“タバコ宣伝”をめぐり、消費者監視団体がフェラーリF1新車『SF1000』の差し押さえを主張

 フェラーリは、イタリアの消費者監視団体『Codacons』とのトラブルの渦中にある。スポンサーを務めるタバコ会社『フィリップモリス・インターナショナル』の“ミッション・ウィノウ”のブランディングを通じ、タバコ製品の違法な宣伝を行っているとして、法的措置をとると団体から警告を受けているのだ。

 ミッション・ウィノウとは、タバコ製品ではなく、フェラーリの長きにわたるスポンサーであるフィリップモリスが同社の研究活動と代替製品を宣伝するために作られたブランドだ。

 Codaconsは、彼らがタバコのサブリミナル広告と見なしているブランディングについてフェラーリに説明責任を求めている。レッジョ・エミリアのロモロ・ヴァッリ・ムニキパーレ劇場でフェラーリが発表した2020年型マシン『SF1000』を直ちに差し押さえることを求めているという。

 伝えられるところによると、数週間前、イタリアの保健省は公共の場所やオンラインでのタバコの代替製品および加熱式タバコ製品の宣伝について、タバコ消費の間接的宣伝と解釈されるべきだと規定しており、Codaconsのフェラーリに対する主張と見解を同じくしている。

「今では我々は保健省の判断から全面的な裏付けを得ている。我々はフェラーリとの法的闘争を始め、反トラストおよび保健省へ新たな申し立てを行う。また我々は昨日(2月11日)レッジョ・エミリアで発表された新型のSF1000シングルシーターの差し押さえを要求するつもりだ」とCodaconsの代表を務めるカルロ・リエンツィは語った。

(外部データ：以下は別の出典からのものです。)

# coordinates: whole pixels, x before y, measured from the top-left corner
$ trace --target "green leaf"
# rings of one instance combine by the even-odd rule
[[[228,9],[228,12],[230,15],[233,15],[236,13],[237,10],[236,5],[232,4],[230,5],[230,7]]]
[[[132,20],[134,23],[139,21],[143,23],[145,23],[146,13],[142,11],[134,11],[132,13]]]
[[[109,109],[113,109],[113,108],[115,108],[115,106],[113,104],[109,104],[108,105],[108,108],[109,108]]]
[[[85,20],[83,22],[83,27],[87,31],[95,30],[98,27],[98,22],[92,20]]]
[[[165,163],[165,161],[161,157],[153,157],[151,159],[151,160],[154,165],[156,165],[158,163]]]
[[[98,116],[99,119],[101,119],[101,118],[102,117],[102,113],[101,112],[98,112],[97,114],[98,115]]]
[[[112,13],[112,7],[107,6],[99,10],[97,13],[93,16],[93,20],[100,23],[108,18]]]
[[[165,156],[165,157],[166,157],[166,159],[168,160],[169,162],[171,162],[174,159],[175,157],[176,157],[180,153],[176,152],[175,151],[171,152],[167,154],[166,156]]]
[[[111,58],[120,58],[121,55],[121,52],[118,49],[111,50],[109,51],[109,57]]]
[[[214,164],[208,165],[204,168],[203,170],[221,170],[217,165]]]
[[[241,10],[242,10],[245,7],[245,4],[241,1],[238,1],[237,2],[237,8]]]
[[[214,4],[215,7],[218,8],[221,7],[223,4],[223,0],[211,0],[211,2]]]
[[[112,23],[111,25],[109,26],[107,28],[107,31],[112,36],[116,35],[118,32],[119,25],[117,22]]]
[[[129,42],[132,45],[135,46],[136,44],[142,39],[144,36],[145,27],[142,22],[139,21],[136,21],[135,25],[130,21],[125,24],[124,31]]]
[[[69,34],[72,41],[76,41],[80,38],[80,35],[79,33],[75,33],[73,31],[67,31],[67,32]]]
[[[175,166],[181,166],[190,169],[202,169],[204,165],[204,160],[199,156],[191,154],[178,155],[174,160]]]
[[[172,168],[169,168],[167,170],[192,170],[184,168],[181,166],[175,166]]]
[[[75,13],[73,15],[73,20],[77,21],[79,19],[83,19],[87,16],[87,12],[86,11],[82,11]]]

 残念ながらミッション・ウィノウのブランドを標的にされることは、フェラーリにとっては馴染みのあるテーマだ。2019年の開幕戦オーストラリアGPでは、同国の保健省がこのプログラムをオーストラリアの反タバコ規定をすり抜ける巧みな策略だと見なしたため、フェラーリは名前とロゴを削除せざるを得なかった。昨年は、開幕戦やフェラーリのホームレースでもあるイタリアGPを含む半数以上のレースで、ミッション・ウィノウのロゴが車体から削除されていた。